A magazine for bloggers - no, really

The Baltimore Sun

An old-fashioned trade publication for bloggers? Seriously?

The new Blogger & Podcaster magazine - "for aspiring new media titans" - has met with a tepid response from a lot of those titans. Some were sure it was a prank, while others laughed at the idea of reaching bloggers with a print publication.

But the magazine is for real and, so far, immune to the irony of its own existence.

Publisher Larry Genkin explained his decision for charging $79 a year for a subscription to a magazine whose core readership would most likely prefer the free online version.

"I made the decision to charge for the print subscription to allow as many people as possible to have access to the magazine," Genkin wrote. "If we would have given the print edition away for free, like many trade publishers do, we would have had to cap circulation at around 10,000 before our printing and mailing costs would force us to have to charge advertising rates that would be too steep for what the industry can afford at this time."


But to be fair, the concept of a blogging trade publication isn't as crazy as some have made it out to be. Blogging is maturing and becoming more mainstream by the day, and for those new to the medium or those looking to take their blogs to new heights, a publication that covers the latest innovations, ideas and issues could be of great value. (Though you could argue that dozens of sites are already doing this to one degree or another. See: Slashdot, Valleywag or CNet's News Blog for starters.)

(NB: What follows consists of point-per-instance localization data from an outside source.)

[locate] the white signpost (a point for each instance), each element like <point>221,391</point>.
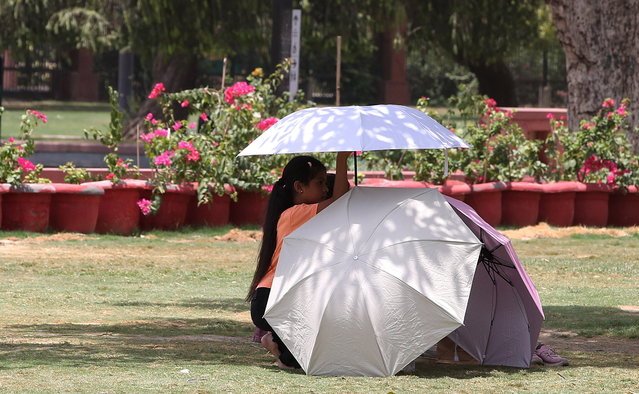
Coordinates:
<point>293,76</point>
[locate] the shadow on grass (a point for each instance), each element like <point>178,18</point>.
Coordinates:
<point>590,320</point>
<point>113,353</point>
<point>227,304</point>
<point>149,328</point>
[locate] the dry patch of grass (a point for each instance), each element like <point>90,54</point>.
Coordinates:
<point>543,230</point>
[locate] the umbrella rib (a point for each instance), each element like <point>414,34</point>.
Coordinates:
<point>413,290</point>
<point>420,240</point>
<point>379,223</point>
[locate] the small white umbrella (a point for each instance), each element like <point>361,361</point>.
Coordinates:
<point>354,129</point>
<point>372,281</point>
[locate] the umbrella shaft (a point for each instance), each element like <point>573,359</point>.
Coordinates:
<point>355,167</point>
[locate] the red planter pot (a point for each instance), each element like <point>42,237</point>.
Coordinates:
<point>173,209</point>
<point>249,208</point>
<point>591,205</point>
<point>520,204</point>
<point>557,203</point>
<point>3,189</point>
<point>455,189</point>
<point>486,200</point>
<point>26,207</point>
<point>118,212</point>
<point>74,208</point>
<point>212,214</point>
<point>623,208</point>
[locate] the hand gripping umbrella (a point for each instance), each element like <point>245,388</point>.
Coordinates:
<point>372,281</point>
<point>354,128</point>
<point>504,313</point>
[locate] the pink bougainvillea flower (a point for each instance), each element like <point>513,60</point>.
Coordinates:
<point>157,90</point>
<point>145,206</point>
<point>164,159</point>
<point>266,123</point>
<point>193,155</point>
<point>243,106</point>
<point>147,137</point>
<point>185,145</point>
<point>490,103</point>
<point>121,163</point>
<point>26,164</point>
<point>236,90</point>
<point>622,111</point>
<point>38,115</point>
<point>161,132</point>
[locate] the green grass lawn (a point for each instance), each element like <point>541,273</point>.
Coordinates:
<point>65,119</point>
<point>166,312</point>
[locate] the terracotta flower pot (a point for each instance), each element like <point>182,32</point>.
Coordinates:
<point>249,208</point>
<point>74,208</point>
<point>118,212</point>
<point>591,205</point>
<point>623,207</point>
<point>26,207</point>
<point>173,209</point>
<point>215,213</point>
<point>3,189</point>
<point>455,189</point>
<point>520,204</point>
<point>557,203</point>
<point>486,200</point>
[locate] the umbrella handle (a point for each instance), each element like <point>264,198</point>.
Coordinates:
<point>355,167</point>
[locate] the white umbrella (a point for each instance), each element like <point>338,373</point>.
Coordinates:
<point>353,128</point>
<point>372,281</point>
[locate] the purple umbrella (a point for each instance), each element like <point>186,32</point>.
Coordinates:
<point>504,314</point>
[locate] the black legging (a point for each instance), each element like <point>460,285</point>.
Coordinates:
<point>258,306</point>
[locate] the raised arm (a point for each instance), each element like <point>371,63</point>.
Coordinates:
<point>341,182</point>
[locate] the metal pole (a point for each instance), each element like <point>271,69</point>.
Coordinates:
<point>338,70</point>
<point>1,88</point>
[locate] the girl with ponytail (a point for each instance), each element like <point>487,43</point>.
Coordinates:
<point>297,196</point>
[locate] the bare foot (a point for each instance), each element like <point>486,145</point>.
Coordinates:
<point>270,345</point>
<point>282,365</point>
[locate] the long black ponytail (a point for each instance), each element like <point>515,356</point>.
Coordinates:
<point>299,168</point>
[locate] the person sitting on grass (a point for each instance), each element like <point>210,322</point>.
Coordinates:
<point>300,194</point>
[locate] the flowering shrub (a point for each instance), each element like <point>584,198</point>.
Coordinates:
<point>118,167</point>
<point>499,149</point>
<point>15,168</point>
<point>598,152</point>
<point>228,120</point>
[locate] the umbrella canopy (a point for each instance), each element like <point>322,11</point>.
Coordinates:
<point>372,281</point>
<point>504,313</point>
<point>353,128</point>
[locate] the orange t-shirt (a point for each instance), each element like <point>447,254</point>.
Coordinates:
<point>289,221</point>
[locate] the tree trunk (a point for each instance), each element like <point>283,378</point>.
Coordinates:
<point>177,72</point>
<point>496,81</point>
<point>281,37</point>
<point>601,43</point>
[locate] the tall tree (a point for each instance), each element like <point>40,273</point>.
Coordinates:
<point>601,43</point>
<point>478,34</point>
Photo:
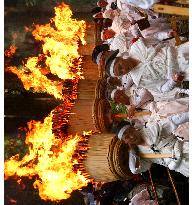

Blogger & Podcaster has shown it has some early potential. The most recent issue included tutorials on podcasting, interviews with "industry experts," strategies for making money and an interesting story (albeit with an unflattering cover photo) on blogging and tech giant Robert Scoble - all interesting and useful information to a lot of bloggers. But the uphill battle ahead appears especially steep.

In a recent blog post titled "What Bloggers Should Learn from the Pulitzers," the magazine's managing editor, Shelly Brisbin, explored the well-worn argument that blogs will somehow save the old media from itself.

"The problem with 'old media' newspapers is not the content itself, it is the inability to continue to prosper in a marketplace that has moved on," Brisbin wrote. "Blogging is a more democratic, more diverse medium for many readers, and newspapers who have not figured that out are suffering financially. But as blogging flexes its muscles, and as its leaders sneer derisively at newspapers, its practitioners and champions should also ask themselves how the infrastructure of blogging can be strengthened to provide the support needed for investigative journalism of the kind still practiced primarily by newspapers. When this happens, there will and should be a Pulitzer category (or more than one) for blogs and other new media outlets."

The lone commenter on the post went a little off topic: "This magazine is an embarrassment. STOP."

New media titan Jason Kottke was no more kind.

"I'm still recovering from the shock upon learning last week that Blogger & Podcaster magazine is in fact real," he wrote recently. "I thought it was a not-so-clever parody."

Over on Gawker, commenters blasted everything from the design - "Looks like they stole that font from Quilter & Needleworker" -to the magazine's concept - "Exactly the kind of forward-thinking, Web-optimized content that cements New Media's prowess. Well played, duck-shaped, pasty cover guy."

That "more democratic, more diverse" crowd can be tough.